In Zanzibar too, the Chief Justice of Zanzibar Omar Othman Makungu once paid a visit to some of the reformatory centres (prisons) in Zanzibar and came out with a feeling that was described by the press, “the hellish life in our crammed jails.
” That reminds us of the prisons in antiquity which was self –consciously punitive; their internal regimes were intentionally inhumane.
Imprisonment was part of the suffering intended to prisoners to pay back for the harm done by their crimes. It was very agonizing when the famous prisoner Mr. Nelson Mandela once said that “no one truly knows a nation until one has been inside its jails. A nation should not be judged by how it treats highest citizens, but its lowest.”
Of late there have been a lot of suggestions coming from different quarters on improvement of the prison’s conditions! Several members of parliament in the past have made their voices on how to salvage the prison service which seems to receive a raw deal when it comes to financial resources.
It is disheartening to hear from government officials that prisons are not places for enjoyment but are of punishment. That does not auger well with the spirit of rehabilitation and social reintegration.
The prison environment is supposed to be conducive to a human habitation. It should be known that offenders are sent to prisons as a punishment and not for punishment and therefore prison environments must be safe and humane and as close as possible to conditions in the community.
Prison is that component of criminal justice system which has the greatest impact on the freedoms, liberties and rights of individuals. Therefore members of Prison Service involved in corrections must respect fundamental human rights in every aspect of their work and must be guided by a belief in fairness and equality under and before the law.
The punishment is awarded by the court of law by depriving offender’s freedom they enjoy by isolating them from their families to the prisons and is not a question of the prison authority to punish them again.
Suggesting that prison is not a place of enjoyment amounts to endorsing the prison authority to punish offenders and that would make President Mandela in his grave to remember his incarceration days which he has vowed not to remember! Why does it take so long to adopt the emerging new trends in our criminal justice system?
The UN Standard Minimum Rules are often regarded by states as the primary source of standards relating to treatment in detention, and are the key framework used by monitoring and inspection mechanisms in assessing the treatment of prisoners. But these have been revised and are known as Nelson Mandela Rules. Countries are encouraged to reflect the “Mandela Rules” in their national legislation so that prison administrators can apply them in their daily work.

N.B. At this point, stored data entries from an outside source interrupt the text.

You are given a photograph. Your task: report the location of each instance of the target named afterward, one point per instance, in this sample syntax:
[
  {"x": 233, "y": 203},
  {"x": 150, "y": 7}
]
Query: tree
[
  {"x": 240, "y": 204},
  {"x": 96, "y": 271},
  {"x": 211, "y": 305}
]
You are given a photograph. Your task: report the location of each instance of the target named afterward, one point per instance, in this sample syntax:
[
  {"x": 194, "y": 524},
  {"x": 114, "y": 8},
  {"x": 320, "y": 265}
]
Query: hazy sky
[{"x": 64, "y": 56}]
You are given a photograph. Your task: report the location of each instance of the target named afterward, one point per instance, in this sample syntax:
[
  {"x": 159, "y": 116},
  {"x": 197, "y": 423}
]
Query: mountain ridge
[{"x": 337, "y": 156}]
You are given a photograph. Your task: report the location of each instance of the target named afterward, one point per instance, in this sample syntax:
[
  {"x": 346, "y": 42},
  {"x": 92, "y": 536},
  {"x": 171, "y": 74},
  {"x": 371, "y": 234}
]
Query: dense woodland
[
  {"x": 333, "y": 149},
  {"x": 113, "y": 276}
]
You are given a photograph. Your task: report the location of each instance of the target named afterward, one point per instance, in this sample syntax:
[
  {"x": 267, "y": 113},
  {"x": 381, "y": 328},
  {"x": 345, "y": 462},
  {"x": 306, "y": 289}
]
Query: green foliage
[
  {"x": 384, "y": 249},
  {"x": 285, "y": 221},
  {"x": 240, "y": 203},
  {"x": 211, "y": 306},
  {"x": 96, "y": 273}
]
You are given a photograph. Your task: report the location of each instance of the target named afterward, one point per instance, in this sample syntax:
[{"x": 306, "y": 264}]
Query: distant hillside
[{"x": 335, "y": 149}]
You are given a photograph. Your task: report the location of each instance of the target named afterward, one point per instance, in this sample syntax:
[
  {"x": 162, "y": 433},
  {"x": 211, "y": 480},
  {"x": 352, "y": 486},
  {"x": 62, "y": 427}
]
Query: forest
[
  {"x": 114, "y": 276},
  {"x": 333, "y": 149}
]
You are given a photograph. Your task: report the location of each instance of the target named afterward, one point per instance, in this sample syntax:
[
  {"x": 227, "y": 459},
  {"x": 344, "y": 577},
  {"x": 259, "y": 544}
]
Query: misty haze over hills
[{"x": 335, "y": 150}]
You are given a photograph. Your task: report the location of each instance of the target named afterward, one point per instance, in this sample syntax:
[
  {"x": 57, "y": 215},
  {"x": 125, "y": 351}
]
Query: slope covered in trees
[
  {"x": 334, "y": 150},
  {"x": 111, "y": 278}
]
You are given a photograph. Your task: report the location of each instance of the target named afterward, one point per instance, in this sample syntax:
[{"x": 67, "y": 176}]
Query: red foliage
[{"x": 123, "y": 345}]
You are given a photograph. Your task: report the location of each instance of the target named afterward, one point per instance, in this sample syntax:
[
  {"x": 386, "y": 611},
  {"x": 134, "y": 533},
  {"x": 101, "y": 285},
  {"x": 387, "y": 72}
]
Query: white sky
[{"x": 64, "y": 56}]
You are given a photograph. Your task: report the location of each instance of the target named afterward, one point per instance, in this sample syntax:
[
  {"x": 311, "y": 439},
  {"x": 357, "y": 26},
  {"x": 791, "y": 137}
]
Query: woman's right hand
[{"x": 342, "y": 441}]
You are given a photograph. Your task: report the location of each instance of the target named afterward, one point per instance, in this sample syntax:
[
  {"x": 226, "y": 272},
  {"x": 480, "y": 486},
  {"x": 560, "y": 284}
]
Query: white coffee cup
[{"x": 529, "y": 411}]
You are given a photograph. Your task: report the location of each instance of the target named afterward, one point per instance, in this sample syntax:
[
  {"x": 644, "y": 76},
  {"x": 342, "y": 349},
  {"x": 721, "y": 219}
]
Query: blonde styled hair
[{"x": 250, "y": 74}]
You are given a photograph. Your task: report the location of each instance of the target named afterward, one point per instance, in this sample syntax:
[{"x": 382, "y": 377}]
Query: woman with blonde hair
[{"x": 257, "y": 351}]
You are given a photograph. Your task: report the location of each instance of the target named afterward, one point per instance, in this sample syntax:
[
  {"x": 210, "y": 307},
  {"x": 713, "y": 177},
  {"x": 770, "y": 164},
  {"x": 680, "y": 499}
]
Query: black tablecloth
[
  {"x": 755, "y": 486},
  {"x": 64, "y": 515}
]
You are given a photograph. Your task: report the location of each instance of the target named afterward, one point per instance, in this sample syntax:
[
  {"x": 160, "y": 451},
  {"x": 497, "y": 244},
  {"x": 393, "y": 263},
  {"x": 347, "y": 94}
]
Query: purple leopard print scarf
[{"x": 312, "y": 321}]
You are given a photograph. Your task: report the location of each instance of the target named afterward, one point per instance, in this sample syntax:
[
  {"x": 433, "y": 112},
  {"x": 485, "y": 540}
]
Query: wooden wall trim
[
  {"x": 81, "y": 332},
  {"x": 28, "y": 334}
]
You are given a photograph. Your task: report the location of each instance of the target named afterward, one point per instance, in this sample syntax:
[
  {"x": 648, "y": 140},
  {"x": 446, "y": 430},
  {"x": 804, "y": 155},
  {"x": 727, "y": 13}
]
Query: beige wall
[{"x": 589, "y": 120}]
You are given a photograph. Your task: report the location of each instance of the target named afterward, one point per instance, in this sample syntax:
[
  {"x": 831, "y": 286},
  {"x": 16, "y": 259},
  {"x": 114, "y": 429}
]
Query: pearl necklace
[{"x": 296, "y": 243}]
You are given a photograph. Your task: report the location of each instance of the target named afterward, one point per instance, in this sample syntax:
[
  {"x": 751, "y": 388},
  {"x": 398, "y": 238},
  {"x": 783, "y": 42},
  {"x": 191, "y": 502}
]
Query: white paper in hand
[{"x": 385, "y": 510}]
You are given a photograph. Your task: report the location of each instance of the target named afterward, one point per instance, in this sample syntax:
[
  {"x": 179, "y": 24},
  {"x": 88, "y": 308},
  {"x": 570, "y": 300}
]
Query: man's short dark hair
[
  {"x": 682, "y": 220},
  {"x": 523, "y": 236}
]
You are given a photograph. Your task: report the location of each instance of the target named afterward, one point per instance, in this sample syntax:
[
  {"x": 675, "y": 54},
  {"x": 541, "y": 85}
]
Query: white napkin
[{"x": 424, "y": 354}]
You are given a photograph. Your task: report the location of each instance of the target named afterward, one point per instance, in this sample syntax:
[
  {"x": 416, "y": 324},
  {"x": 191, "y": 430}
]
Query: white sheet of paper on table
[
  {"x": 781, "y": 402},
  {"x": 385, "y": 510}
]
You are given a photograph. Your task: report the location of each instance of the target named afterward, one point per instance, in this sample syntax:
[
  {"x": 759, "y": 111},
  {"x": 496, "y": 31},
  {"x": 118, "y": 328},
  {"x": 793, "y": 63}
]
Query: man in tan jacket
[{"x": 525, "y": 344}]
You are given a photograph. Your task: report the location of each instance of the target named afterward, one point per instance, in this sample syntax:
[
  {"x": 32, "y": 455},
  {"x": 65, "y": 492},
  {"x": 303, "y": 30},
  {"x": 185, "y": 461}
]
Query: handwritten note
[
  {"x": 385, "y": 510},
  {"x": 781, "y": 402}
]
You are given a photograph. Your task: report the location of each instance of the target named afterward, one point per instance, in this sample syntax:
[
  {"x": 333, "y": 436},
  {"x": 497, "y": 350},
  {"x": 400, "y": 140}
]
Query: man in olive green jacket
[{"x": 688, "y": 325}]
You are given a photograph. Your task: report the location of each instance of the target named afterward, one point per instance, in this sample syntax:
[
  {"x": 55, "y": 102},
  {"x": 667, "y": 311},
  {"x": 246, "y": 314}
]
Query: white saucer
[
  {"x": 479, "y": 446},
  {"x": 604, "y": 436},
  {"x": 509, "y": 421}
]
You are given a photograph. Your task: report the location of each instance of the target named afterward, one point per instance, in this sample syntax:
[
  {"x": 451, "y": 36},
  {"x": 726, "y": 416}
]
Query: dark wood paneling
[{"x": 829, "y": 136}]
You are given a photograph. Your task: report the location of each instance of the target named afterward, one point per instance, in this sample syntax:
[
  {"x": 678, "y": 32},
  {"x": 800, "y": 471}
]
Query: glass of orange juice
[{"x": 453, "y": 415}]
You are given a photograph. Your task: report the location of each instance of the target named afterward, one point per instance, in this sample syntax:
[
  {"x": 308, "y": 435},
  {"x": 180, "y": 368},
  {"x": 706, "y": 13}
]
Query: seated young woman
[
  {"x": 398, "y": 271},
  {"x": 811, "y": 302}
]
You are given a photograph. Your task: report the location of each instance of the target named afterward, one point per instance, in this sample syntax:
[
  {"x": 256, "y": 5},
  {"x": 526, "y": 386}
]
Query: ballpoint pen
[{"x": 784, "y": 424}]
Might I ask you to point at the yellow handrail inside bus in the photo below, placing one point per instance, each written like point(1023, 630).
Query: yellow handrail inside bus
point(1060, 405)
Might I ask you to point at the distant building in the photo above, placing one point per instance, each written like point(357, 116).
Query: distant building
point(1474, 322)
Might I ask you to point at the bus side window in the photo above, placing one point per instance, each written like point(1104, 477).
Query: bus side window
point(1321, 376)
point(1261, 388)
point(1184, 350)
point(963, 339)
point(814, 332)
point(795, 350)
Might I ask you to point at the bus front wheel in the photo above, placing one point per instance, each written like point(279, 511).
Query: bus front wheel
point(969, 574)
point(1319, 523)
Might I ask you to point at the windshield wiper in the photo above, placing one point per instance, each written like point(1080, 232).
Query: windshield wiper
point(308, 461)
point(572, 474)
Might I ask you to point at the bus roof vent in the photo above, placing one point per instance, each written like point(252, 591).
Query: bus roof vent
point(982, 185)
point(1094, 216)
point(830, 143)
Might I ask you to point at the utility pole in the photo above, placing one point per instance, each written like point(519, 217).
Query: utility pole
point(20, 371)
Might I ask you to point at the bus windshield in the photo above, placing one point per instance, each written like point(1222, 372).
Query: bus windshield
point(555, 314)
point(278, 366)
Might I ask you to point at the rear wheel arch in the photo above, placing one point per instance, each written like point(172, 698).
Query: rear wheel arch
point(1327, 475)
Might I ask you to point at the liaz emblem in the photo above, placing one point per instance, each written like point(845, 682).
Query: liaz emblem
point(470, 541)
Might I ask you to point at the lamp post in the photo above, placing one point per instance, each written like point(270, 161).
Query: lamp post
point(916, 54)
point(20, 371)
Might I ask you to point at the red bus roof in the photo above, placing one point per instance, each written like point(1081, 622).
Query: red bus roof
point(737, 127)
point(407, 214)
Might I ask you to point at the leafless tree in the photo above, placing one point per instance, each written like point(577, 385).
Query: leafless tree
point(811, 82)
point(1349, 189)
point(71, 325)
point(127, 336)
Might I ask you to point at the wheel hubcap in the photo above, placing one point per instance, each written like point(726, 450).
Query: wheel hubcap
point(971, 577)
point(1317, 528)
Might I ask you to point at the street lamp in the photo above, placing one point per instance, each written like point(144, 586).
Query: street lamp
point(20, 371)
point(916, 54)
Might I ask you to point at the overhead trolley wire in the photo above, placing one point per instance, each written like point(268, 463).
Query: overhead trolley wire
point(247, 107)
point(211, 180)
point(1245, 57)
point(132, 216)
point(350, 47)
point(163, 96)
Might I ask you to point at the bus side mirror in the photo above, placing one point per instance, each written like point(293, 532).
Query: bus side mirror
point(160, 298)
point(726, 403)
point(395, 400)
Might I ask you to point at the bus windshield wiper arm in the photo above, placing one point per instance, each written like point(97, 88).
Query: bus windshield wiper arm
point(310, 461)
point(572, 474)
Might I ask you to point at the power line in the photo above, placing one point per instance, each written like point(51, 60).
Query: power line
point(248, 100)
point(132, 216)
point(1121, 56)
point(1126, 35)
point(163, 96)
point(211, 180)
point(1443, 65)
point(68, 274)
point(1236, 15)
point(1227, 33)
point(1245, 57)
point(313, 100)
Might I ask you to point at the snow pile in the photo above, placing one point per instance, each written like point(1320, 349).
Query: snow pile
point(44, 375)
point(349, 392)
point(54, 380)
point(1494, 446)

Just recently the Minister for Home Affairs Mwigulu Nchemba cautioned the prison officials to crack the whip on prisoners who are still engaging in the criminal activities while in jail by communicating with colleagues outside the prison. Probably you might have heard the criminal terminology known as “prison subculture” very common to penologists.
This is necessitated by having obsolete correctional system faced with the emergence of prison gangs and new organized crimes. Such offenders prefer to be incarcerated as a way of furthering recruitment within the prisons of new willing prison radicalized offenders such as terrorist, pirates, religious fanatics and political deviants.
These prison gangs share common values, norms, beliefs and customs with their own formulated inmate code and they are criminal organizations that originate within the penal system operating within correctional facilities. They are also self-perpetuating criminal entities that can continue their criminal operations outside the confines of the penal system
. It is a prerequisite to have an effective parole system that can monitor and support the released offender on parole through gradual controlled release to half way houses. In developed countries also now evidenced in our country, gangs commit criminal activities, recruit new members in urban, suburban, and rural regions across and develop criminal associations that expand their influence over criminals.
The most notable trends is the current “boda boda” criminals with unprecedented solidarity. The overall increase in gang membership and the expansion of criminal street gangs control of street-level drug sales and collaboration with other criminal organizations.
Gangs are becoming more violent while engaging in less typical and lower-risk crime, such as prostitution and whitecollar crime. Gangs are more adaptable, organized, sophisticated, and opportunistic, exploiting new and advanced technology as a means to recruit, communicate discretely, target their rivals, and perpetuate their criminal activity.
The indicators are already flushing red. These include the presence of drugs in our country, the new advanced technology, reliable communication system, cell-phones, bodaboda; all these if not well managed can be catalysts to the speeding of prison gangs mushrooming in our prisons.
The introduction of unit management in prisons would go a long way in managing the emerging of prison gangs that may escalate the sophistry in commission of crimes.
The prison gangs, prison radicalization are imports which come together with the new technology as such should be dealt with the same technology embraced in the new Correctional Philosophy of Risk Assessment and Management.